Performance Analysis and Optimization of High Capacity Pulse Tube Refrigerator

Abstract

High capacity pulse tube refrigerator (HCPTR) is a new generation of cryocoolers tailored to provide more than 250 W of cooling power at cryogenic temperatures. The most important characteristics of HCPTR when compared with other types of pulse tube refrigerators are a powerful pressure wave generator, and an accurate design. In this paper the influence of geometrical and operating parameters on the performance of a double inlet pulse tube refrigerator (DIPTR) is studied. The DIPTR is modeled applying the nodal analysis technique, using mass, momentum and energy conservation equations.
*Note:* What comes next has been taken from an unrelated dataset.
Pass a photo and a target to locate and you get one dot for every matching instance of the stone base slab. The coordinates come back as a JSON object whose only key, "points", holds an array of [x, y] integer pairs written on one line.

The model is able to compute instantaneous flow field throughout the system and calculate cooling capacity and COP. The model is validated with the existing experimental data. To perform the optimized mode of operation, the influence of both geometrical and operating parameters on cooling capacity and COP is investigated. The key geometrical parameters considered in this paper are aspect ratios of regenerator and tube section, length ratio of regenerator and tube, and type of screen mesh. The main operating parameters considered are average charge pressure, and position of opening of orifice and bypass. As a result of this optimization a new configuration of HCPTR is proposed. This configuration provides 300 W at 80 K cold end temperature with a frequency of 50 Hz and COP of 0.054.